The Web-based practice-management application Clio marked its third year of business Oct. 1. Today, to mark the occasion, it announced new features and unveiled a cleaner design.
The most significant changes announced today are that Clio users can now integrate their accounts with three of the leading cloud-based document management applications: NetDocuments, Dropbox and Box.net. The integration means that the documents you have in Clio’s document management system can now be synchronized with these other applications. Besides keeping your documents synchronized, this has two other advantages: it gives you access to your documents when you are offline and it provides a back-up copy of your documents.

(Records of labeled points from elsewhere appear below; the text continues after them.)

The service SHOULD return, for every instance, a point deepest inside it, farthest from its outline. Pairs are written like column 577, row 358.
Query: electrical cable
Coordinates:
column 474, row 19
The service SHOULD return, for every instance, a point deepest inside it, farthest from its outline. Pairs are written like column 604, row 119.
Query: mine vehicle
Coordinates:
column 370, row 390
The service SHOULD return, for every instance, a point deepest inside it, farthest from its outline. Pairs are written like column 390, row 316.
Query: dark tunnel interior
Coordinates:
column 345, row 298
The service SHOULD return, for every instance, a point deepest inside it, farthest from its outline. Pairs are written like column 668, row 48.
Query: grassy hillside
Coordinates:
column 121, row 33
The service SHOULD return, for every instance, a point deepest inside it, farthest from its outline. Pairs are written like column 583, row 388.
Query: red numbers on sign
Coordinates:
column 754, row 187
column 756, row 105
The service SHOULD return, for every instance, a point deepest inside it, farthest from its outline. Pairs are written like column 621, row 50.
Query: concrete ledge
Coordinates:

To integrate with Dropbox, simply go to your settings in Clio and select the setting that authorizes Clio to access your dropbox account. As with Clio’s Google Apps integration, the connection is made using the OAuth protocol, which allows access without sharing your password. You are then asked to allow the connection between Clio and Dropbox (Figure 1). Click “allow” and Clio immediately creates a Clio folder in Dropbox and populates that folder with sub-folders for every matter you have in Clio. Once the process is done, you can view your Dropbox documents directly from within your matters on Clio. (Figure 2). As you drag and drop documents into Clio, they automatically show up in Dropbox, with no further action required.
Clio has also cleaned up its user interface by redesigning its pages to highlight the search bar. Needless to say, this is the trend among a number of sites — from WestlawNext to Lexis Advance — and emulates the simple design of Google. Clio has replaced its somewhat tiny search box with a larger, more prominent one (Figure 3) and eliminated some of the clutter at the top of the page. It has added a simple notifications icon that lights up red when you have unread messages.

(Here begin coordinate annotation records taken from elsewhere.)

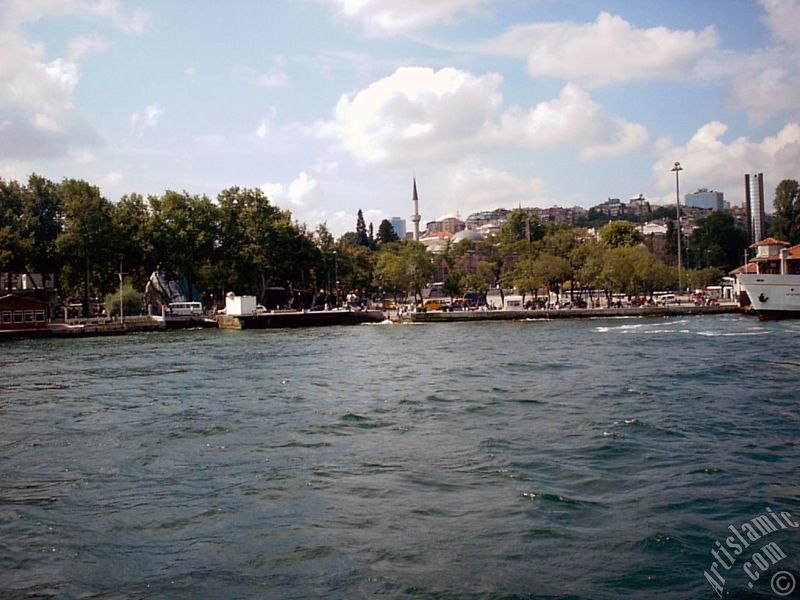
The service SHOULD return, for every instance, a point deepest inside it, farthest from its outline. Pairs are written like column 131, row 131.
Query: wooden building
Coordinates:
column 18, row 313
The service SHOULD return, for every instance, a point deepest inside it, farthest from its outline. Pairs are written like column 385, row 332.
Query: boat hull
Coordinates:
column 773, row 296
column 293, row 319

Also enhanced is the search function itself. It now includes autocomplete, so that as you begin to type the name of a client or matter, a drop-down list appears of matching entries (Figure 4). That makes it a bit easier and quicker to find what you are looking for.

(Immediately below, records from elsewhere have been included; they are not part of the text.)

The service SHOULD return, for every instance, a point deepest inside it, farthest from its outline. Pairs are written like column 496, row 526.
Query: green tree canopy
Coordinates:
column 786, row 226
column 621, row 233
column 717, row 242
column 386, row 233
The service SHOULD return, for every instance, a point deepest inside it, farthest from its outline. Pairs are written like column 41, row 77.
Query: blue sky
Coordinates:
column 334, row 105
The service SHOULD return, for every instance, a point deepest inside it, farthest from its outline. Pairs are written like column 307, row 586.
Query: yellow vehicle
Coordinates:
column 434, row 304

In announcing these changes, Clio provided some figures about its growth. In three years, it has grown to nearly 50 employees and its customers number “in the thousands.” It manages over 3.5 million contacts, 750,000 matters and 1.5 million documents. All tolled, customers using Clio’s time and billing features have billed $275 million.
“As a company, we’ve exploded over the past year,” Clio co-founder and CEO Jack Newton told me in an interview earlier this week. Clio will be rolling out more enhancements over the next six months, he added.